Learn how to evaluate and treat this subtype of cyclical vomiting syndrome.
Cannabis bud pouring out of a glass jar on wood background
Cannabis bud pouring out of a glass jar on wood background

AGA’s latest clinical practice update reviews the available evidence and provides expert advice regarding the diagnosis and management of cannabinoid hyperemesis syndrome. 

Cannabis is the most widely used psychoactive substance. While many patients report that the use of cannabis helps relieve symptoms of nausea and vomiting, chronic and heavy cannabis use has been associated with adverse nausea, vomiting and abdominal pain. 

Cannabinoid hyperemesis syndrome is a subtype of cyclical vomiting syndrome (CVS) and is observed predominantly in males who have engaged in daily or near-daily cannabis use for years. 

Hear from author Dr. Michael Camilleri as he shares what clinicians should know about the phases of cyclical vomiting syndrome that are also present in cannabinoid hyperemesis syndrome and how best to provide care and treatment. 

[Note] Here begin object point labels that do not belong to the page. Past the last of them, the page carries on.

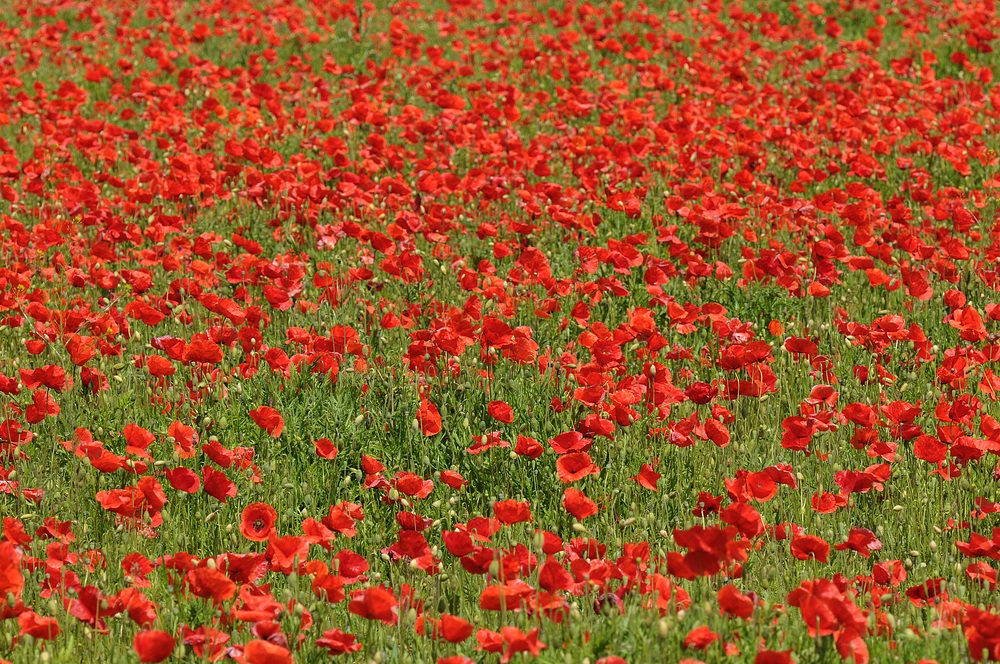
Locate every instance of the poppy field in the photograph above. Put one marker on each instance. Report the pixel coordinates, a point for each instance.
(499, 331)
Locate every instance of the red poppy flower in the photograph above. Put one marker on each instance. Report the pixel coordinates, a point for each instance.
(268, 419)
(377, 603)
(325, 448)
(257, 521)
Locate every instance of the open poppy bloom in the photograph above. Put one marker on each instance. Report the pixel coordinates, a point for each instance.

Clinical diagnostic criteria for cannabinoid hyperemesis syndrome

  1. Stereotypical episodic vomiting resembling CVS in terms of onset, with frequency 3 or more times annually.
  2. Duration of cannabis use more than 1 year before symptom onset; frequency more than 4 times per week, on average.
  3. Resolution of symptoms after a period of abstinence from cannabis use for at least 6 months, or at least equal to the total duration of 3 typical vomiting cycles in that patient.